Adapters

SSE

Integrate crossws with server-sent events and fetch-api.

If your deployment target does not supports handling WebSocket upgrades, crossws SSE adapter allows to add integration based on web platform standards (fetch and EventSource)

This is an experimental adapter and requires a custom WebsocketSSE client to connect.

Usage

Server side

HTTP/2 + TLS is recommended in order to increase browser limitations about number of SSE connections (from 6 to 100) and also to allow bidirectional messaging with streaming.

Define adapter:

import sseAdapter from "crossws/adapters/sse";

const ws = sseAdapter({
  bidir: true, // Enable bidirectional messaging support
  hooks: {
    upgrade(request) {
      // In case of bidirectional mode, extra auth is recommended based on request
      // You can return a new Response() instead to abort
      return {
        headers: {},
      };
    },
    open(peer) {
      // Use this hook to send messages to peer
      peer.send(`Welcome ${peer}`);
    },
    message(peer, message) {
      // Accepting messages from peer (bidirectional mode)
      console.log(`Message from ${peer}: ${message}`); // Message from <id>: ping
    },
  },
});

Inside your web server handler:

async fetch(request) {
  // Handle crossws upgrade
  if (
    request.headers.get("accept") === "text/event-stream" ||
    request.headers.has("x-crossws-id")
  ) {
    return ws.fetch(request);
  }

  // Your normal application logic
  return new Response("default page")
}

Client side

In order to make communication with server, we need a special WebsocketSSE client.

import { WebsocketSSE } from "crossws/websocket/sse";

const ws = new WebsocketSSE("https://<server_address>", { bdir: true });

ws.addEventListener("open", () => {
  ws.send("ping");
});

ws.addEventListener("message", (event) => {
  console.log("Received:", event.data);
});
Behind the scenes, WebSocketSSE, uses EventSource to receive messages from server.
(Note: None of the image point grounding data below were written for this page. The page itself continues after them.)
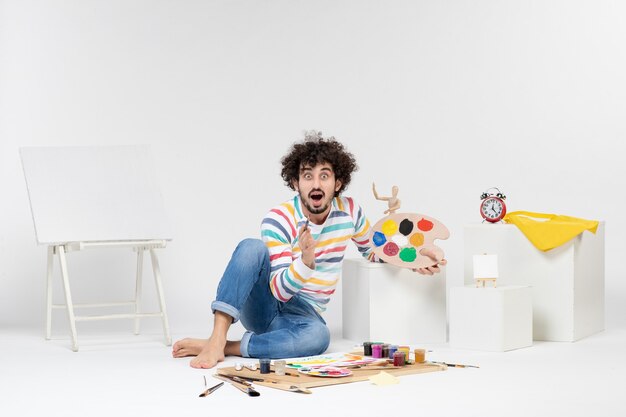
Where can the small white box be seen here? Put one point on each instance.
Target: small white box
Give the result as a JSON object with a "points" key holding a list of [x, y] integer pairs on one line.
{"points": [[493, 319], [382, 302], [567, 282]]}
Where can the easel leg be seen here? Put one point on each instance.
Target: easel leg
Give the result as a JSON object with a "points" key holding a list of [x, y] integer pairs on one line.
{"points": [[49, 292], [138, 287], [68, 297], [157, 279]]}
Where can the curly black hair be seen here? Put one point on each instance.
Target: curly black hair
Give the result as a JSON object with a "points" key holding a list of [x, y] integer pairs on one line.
{"points": [[314, 150]]}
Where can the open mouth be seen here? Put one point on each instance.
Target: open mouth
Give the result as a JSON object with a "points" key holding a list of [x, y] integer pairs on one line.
{"points": [[316, 197]]}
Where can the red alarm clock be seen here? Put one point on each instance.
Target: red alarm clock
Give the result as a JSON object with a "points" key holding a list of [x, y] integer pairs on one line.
{"points": [[492, 208]]}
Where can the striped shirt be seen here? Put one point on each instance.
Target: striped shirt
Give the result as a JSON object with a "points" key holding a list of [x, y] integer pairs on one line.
{"points": [[289, 275]]}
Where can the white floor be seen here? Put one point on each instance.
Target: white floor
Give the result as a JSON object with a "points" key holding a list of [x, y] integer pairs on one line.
{"points": [[121, 374]]}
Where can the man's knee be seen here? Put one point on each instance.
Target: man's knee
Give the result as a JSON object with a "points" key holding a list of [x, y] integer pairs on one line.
{"points": [[317, 339], [251, 249]]}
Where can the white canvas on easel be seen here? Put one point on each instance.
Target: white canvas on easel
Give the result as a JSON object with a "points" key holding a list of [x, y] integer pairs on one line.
{"points": [[485, 269], [96, 197]]}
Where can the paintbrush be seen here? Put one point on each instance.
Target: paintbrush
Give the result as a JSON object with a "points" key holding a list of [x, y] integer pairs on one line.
{"points": [[210, 390], [456, 365], [247, 389]]}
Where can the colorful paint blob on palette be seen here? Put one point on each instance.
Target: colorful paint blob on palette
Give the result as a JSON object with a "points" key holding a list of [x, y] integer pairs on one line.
{"points": [[398, 238]]}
In order to send messages to the server, it tries to make another connection stream using same peer id and if failed, fallback to fetch for each message. In theory, it is possible to have communication on a single HTTP/2 connection, however, due to a current limitation in fetch standard we need 2 connections, one for receiving messages and one for sending.
See test/fixture/sse.ts for demo and src/adapters/sse.ts for implementation.